Re-evaluating what startups might be worth is now the foremost concern of all India’s vc firms. Funding hinges on assessing reserves, costs and the time needed to become profitable. In theory, this sort of information is available for all Indian firms because they are required to file public financial statements. But the system operates poorly. Of the 40 startups that have filed results for 2022 only three are profitable, according to Tracxn, a statistical service, and based on their annual spending, only five have enough cash to survive for over six months (see charts).

In response to the tougher environment, costs are being cut. Inc42, an online publication tracking startups, counts 20,500 layoffs over the past year, probably foreshadowing a much bigger wave. Edtech has been especially hard hit, with 16 companies axing over 8,000 employees, the most coming at Byju, India’s most valuable startup, which is sacking 2,500 employees. A post-lockdown return to classrooms and low barriers to creating educational material online has raised doubts about the entire sector’s prospects.

Byju has other problems. It was accused in July of inappropriately aggressive accounting and sales policies, which it denies. Other startups have also come under fire. BharatPe (payments), Trell (social media) and Zilingo (supply-chain management) saw founders quit last year after fraud accusations. BharatPe’s founder denies the allegations as does Trell; Zilingo is investigating the claims. On January 18th Amit Bhasin, a co-founder of GoMechanic, a car-repair firm, admitted to “errors in judgment as we followed growth at all costs, particularly in regard to financial reporting, which we deeply regret” after it cut 70% of its workers.

These tribulations have brought the role of backers into question. Were firms sufficiently monitored? Were valuations credible? Sequoia Capital, a prominent Silicon Valley firm, has invested in GoMechanic, BahratPe, Trell, Zilingo and several edtech companies. It acknowledged in April the governance issues in various holdings and vowed to provide stricter oversight but has declined to comment further. Other foreign vc firms are rethinking how they approach India, too. A more diligent approach may be required.

How companies come to market is also set to change in response to the losses from public offerings. India’s stockmarket regulator made changes in September that will enable far greater scrutiny. It will force firms to provide information on the prices of private transactions that occurred before listings, as well as the key data used to derive valuations. Large investors will also be required to hold at least half of their shares through at least one accounting period to stop them selling shares during a spell of hype after an offering.
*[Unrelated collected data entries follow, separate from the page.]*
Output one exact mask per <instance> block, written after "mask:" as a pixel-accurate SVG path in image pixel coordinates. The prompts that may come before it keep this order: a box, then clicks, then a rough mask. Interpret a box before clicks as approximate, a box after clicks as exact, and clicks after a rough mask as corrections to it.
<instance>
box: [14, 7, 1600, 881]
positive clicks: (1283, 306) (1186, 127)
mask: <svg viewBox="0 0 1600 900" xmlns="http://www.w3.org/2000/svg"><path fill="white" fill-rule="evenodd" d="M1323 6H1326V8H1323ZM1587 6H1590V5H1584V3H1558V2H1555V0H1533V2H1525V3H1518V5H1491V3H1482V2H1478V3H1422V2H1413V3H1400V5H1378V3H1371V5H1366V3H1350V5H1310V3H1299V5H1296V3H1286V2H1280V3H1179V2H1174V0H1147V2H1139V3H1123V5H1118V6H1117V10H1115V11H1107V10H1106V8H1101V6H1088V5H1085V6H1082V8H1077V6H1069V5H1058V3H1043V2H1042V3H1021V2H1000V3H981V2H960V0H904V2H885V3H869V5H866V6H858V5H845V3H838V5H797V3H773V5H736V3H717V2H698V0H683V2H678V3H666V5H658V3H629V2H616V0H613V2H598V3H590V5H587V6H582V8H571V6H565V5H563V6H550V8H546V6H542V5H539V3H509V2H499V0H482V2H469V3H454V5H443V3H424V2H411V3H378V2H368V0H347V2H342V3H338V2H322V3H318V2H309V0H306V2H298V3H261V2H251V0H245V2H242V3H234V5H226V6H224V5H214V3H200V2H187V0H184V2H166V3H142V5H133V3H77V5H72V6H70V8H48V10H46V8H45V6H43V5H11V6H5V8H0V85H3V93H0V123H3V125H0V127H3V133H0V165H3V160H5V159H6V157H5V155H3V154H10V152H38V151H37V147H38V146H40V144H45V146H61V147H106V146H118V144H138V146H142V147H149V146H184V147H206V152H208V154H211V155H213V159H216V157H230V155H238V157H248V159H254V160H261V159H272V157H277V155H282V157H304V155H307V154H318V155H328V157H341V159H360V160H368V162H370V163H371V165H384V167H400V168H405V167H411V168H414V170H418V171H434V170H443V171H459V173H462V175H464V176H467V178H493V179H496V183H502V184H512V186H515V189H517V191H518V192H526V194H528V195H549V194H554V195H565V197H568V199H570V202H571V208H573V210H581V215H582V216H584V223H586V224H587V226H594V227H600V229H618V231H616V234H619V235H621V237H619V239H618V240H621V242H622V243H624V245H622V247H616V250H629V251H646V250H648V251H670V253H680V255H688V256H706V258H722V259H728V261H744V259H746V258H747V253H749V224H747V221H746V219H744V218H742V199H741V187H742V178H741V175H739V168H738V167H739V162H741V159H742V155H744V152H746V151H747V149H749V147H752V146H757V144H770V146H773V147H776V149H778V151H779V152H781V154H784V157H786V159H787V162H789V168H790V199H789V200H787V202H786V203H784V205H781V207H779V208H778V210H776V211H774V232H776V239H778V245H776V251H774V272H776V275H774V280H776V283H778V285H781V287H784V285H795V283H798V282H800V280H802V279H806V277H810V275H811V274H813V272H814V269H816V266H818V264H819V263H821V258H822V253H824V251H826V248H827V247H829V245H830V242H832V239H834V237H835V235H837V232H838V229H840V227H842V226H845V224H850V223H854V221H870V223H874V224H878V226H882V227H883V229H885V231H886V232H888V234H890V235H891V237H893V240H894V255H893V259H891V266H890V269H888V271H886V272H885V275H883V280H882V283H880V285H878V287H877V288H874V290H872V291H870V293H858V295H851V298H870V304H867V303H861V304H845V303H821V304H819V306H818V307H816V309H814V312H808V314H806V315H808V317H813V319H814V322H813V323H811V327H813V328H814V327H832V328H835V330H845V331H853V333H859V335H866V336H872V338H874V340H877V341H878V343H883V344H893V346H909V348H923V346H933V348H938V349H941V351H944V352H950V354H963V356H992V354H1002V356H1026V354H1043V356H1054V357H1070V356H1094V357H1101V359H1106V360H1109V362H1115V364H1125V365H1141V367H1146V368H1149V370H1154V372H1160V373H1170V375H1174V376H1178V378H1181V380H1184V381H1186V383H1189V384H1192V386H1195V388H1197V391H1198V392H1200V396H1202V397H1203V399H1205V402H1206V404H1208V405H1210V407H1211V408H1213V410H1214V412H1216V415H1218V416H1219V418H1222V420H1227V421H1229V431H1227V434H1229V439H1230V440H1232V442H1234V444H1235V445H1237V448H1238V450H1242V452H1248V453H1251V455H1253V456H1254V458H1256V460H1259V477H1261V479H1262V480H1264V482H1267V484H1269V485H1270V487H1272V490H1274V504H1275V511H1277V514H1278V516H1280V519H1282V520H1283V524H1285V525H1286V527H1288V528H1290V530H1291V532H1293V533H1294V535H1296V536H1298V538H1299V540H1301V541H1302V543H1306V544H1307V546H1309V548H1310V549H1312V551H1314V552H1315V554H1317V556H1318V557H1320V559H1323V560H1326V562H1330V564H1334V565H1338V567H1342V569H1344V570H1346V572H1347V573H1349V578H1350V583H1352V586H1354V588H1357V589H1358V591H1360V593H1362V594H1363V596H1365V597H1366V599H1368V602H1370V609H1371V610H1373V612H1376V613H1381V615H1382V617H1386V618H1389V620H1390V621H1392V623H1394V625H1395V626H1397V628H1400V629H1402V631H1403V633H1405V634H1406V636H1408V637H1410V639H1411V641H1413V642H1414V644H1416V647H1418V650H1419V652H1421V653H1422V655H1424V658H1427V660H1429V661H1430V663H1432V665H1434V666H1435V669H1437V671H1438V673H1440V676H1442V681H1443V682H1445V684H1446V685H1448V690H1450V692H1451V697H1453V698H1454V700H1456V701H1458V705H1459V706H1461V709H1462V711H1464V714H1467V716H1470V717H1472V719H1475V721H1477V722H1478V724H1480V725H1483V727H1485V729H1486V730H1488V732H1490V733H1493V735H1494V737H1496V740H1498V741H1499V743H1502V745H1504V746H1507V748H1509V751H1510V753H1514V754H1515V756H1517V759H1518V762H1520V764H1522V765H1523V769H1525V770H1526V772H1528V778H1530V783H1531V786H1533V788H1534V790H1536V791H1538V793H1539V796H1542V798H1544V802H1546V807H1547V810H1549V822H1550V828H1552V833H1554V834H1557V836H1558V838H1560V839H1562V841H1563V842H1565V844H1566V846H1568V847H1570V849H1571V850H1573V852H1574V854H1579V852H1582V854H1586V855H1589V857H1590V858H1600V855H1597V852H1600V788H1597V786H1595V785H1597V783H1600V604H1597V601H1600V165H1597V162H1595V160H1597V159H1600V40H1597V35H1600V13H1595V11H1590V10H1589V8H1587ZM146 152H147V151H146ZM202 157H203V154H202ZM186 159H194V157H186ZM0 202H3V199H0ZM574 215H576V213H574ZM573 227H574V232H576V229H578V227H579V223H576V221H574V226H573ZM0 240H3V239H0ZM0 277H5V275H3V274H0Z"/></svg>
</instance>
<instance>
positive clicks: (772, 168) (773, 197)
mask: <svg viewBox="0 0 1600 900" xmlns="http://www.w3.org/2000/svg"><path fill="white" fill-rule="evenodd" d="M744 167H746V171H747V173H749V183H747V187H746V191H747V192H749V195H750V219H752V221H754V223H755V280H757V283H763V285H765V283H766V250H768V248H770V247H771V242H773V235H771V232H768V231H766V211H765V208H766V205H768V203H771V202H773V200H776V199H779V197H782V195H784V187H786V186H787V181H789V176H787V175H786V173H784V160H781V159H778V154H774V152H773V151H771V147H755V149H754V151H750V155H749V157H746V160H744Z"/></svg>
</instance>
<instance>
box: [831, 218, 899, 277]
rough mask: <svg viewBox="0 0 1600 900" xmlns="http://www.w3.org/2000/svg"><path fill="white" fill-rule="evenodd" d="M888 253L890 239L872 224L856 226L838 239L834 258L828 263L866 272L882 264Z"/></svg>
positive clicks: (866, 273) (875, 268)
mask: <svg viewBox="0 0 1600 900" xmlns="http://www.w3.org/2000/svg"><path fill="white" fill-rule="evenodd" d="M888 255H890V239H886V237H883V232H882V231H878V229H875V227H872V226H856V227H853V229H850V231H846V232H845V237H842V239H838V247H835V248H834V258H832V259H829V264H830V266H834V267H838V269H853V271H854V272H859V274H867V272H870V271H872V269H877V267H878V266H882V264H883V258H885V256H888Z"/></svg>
These changes may not head off the carnage to come. Anand Lunia of India Quotient, a vc firm in Bangalore, believes a quarter to half of the current unicorns will become zombie firms that will exist in name but cease to be funded or operate. His willingness to speak openly is unusual; his views are not. Yet for all the concerns about the immediate future, neither Mr Lunia nor many others who think sharp devaluations are coming are pessimistic about the long-term for startups. The economy is growing strongly and India is good at nurturing entrepreneurial software engineers whose skills increasingly apply in every industry. All of this suggests that the storm ahead will be followed by a resumption of growth, eventually.